Dramatis personae (XIII)

Los restos  de Fortunata

Cruzó la ciudad hacia el cementerio, abstraído,  sin mirar las calles. Al llegar dijo al taxista que esperara y buscó en el tercer patio la lápida. Tardo en encontrarla porque no recordaba que su nicho estuviera tan alto. Al fin leyó su nombre esculpido: Fortunata. Y fue como volver a verla. Fugaces se le aparecieron sus ojos, su sonrisa fresca, el tacto de sus manos, y hasta le pareció oír su voz... allí permaneció con el corazón atravesado, la cabeza gacha por ocultar el caudal de lágrimas que surcaban su cara. ¡Si le viese alguien! Aquel Don Juan, aquel Juanito Santa Cruz, aquel que no era ya sino un tiesto, un saco de achaques, abandonado por el tiempo…
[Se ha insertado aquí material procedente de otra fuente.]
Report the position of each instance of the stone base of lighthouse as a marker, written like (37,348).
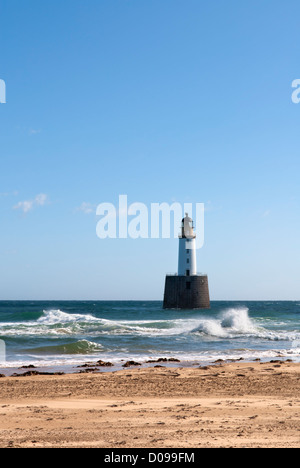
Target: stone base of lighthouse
(186,292)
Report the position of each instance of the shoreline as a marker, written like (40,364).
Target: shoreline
(110,367)
(240,404)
Reparó en una flor que adornaba su nicho. ¿Quién la habría depositado? Ni Maximiliano muerto en el manicomio hacía tantos años, que no sería menos polvo que aquel que ahora visitaba; ni aquel farmacéutico, del que no recordaba el nombre, que se iría de Madrid al cielo haría tanto; ni el hijo, aquel haragán pendenciero, al que siempre se le ocultó quien era su madre. ¿Quién más, después de un siglo de aparecida la novela, podía haber dejado aquella flor?
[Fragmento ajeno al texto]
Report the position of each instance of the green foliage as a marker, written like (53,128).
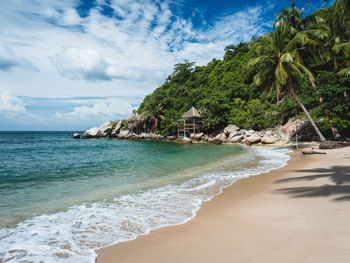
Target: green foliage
(244,87)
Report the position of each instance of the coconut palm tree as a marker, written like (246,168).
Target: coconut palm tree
(279,65)
(311,36)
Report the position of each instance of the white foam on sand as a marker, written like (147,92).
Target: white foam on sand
(73,235)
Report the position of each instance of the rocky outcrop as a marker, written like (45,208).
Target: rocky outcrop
(221,137)
(236,139)
(92,133)
(230,129)
(268,140)
(105,129)
(301,128)
(117,129)
(254,138)
(333,145)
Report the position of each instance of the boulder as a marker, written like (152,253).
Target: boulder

 No podía saber que fui yo, un lector anónimo, quien la puse entre las páginas del libro, antes de cerrarlo y devolverlo al anaquel, rezando  por ella y por todos aquellos personajes, a los que una pasión devastadora, arrastró a la realidad desde sus novelas, sus piezas teatrales, sus lienzos … en un salto póetico que cruzó el abismo de la ficción hasta  la presencia. En la muerte más vivos , o al menos igual de nada, que  los mortales que llegaron hasta la sepultura en carne y hueso.


 Renqueante y encorvado regresa Don Juan, Juanito Santa Cruz, al coche, como quien sube,  por su propio pie, a su propio coche fúnebre.